Saturday, 2 July 2011
Recent SPAM campaigns – fair obtaining, or dodgy dealing?
Some of Fleet Street’s finest journalists are writing about a data protection story that could shake some of the more established tenants of data protection law to its core. Lots of people have received messages suggesting that they have had a recent accident and might wish to seek compensation. This British SPAM saga, which has given me plenty of material to blog about recently, is reaching an interesting stage. More and more details of the people behind the recent campaigns are coming to light. And, from what I can tell, the investigative journalists have been trying hard to understand just who benefits from these practices. I bet that not a single voicemail was hacked as the journalists tracked their suspects. Good, old fashioned techniques seem to be paying off, instead.
There are some rumours that it is people within the insurance industry itself who may be behind some of the messages, inviting people to claim compensation for injuries they may recently have received. How can this be the case? When I studied for my professional insurance qualifications, the first lesson I learnt was that insurance law incorporated the concept of uberrima fides – they were contracts of utmost good faith. This means that all parties to an insurance contract are to observe the highest ethical standards. It’s not like a normal contract, where the concept of caveat emptor (let the buyer be aware), figures.
So, if it is the case that the details of potential victims of an accident have had their details shared with third parties, just how have they given their explicit consent to the sharing of this sensitive personal data? I’m sure that teams of highly paid lawyers have been on hand to advise how this is the case - even though the victims themselves may not have been aware of having given any consent.
Let’s be clear about this. Insurers know what their data protection obligations are. They have a well resourced trade body (the Association of British Insurers), and its Data Protection Panel has always been comprised of some of the most highly experienced and ethical people in the business. If any advice offered by the ABI’s Data Protection Panel has been wilfully ignored by others in the insurance business, well then we’ll soon see whose going to be accountable for that.
Communication service providers don’t condone these practices, and try to do whatever they can to prevent it. They’ll all be taking a good look at their current systems soon, to work out whether any other form of collaboration is required to protect their customers from such mischief.
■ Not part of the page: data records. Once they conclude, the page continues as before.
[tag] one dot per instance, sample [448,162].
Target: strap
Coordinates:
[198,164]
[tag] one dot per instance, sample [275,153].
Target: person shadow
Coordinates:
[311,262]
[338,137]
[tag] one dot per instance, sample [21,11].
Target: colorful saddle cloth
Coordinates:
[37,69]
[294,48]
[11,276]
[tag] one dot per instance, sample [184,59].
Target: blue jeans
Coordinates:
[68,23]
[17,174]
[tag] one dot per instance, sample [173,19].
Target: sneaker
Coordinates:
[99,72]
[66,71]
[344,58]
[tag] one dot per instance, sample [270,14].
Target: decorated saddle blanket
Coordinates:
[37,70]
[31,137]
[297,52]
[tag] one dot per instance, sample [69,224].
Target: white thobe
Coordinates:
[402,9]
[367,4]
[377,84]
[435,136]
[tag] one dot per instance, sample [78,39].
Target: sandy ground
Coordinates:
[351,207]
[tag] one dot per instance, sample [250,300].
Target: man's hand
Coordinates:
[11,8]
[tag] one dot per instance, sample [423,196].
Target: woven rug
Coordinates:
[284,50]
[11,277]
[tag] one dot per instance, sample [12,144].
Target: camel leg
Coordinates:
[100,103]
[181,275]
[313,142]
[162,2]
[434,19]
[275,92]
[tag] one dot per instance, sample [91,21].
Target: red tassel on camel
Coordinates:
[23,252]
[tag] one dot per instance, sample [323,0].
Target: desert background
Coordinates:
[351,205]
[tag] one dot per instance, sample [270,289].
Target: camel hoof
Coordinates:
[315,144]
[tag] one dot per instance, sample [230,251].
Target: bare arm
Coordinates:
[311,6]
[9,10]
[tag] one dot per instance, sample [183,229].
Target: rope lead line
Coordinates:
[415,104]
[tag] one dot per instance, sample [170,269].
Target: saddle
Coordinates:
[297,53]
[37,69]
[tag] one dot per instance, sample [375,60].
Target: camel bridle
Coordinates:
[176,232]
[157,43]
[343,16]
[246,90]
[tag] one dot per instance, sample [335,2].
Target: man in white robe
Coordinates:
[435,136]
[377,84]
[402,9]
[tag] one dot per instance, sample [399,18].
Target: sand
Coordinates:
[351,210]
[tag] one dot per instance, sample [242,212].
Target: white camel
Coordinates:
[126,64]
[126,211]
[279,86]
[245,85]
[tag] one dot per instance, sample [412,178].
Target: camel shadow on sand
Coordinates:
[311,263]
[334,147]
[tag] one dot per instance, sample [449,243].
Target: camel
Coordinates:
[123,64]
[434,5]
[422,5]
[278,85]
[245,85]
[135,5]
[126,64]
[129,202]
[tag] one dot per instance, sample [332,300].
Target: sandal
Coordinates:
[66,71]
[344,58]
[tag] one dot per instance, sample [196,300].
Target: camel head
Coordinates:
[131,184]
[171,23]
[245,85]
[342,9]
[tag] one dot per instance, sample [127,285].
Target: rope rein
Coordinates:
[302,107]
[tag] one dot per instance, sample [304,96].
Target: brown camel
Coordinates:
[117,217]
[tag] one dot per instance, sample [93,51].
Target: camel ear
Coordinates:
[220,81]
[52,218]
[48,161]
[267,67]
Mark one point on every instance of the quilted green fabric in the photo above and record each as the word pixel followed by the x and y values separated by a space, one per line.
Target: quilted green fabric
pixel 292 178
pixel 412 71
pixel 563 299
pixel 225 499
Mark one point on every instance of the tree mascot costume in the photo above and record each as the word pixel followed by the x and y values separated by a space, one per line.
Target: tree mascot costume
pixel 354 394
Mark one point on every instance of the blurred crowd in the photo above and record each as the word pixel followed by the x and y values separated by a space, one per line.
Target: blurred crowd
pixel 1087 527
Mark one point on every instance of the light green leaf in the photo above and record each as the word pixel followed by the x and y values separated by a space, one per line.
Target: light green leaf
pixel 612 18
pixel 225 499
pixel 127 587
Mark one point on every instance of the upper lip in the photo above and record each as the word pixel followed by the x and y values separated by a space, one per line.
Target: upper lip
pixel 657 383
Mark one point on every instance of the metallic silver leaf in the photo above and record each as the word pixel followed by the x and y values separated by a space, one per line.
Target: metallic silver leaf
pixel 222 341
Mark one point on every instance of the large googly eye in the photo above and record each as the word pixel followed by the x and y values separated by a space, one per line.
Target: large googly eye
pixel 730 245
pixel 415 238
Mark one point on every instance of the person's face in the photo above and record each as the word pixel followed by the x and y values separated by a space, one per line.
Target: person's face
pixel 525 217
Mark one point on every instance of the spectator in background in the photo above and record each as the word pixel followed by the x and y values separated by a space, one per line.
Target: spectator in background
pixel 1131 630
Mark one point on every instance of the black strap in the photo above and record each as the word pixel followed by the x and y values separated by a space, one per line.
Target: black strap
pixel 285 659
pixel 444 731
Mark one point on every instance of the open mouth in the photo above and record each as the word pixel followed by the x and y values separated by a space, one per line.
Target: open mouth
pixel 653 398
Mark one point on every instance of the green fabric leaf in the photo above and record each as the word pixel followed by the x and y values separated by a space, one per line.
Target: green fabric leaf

The journalists have a great sense of timing – in just over a week, many of the usual data protection suspects will be gathering at St John’s College, Oxford for the 24th annual conference organised by Privacy Laws & Business. Representatives from the insurance industry, consumers, European and International regulators will gather for 3 days of intensive and stimulating debate. Statements will be made, either on the conference floor, in the college bar or on a punt (I kid you not, this conference includes complementary punting) about this mischievous practice. Those behind these dodgy campaigns will soon realise how foolish it was to behave in this way, just at a time when the European Commission was trying to identify popular targets to hit when tweaking the Data Protection Directive.
If the current rules and remedies don’t appear to be sufficiently capable of deterring such shoddy behaviour, it’s possible that the new ones will. But just what else the new rules snare as the Commission strains to catch this particular type of mischief won’t be clear for some time.
I don’t think these dodgy dealers could have picked a worse time (for them) to misbehave.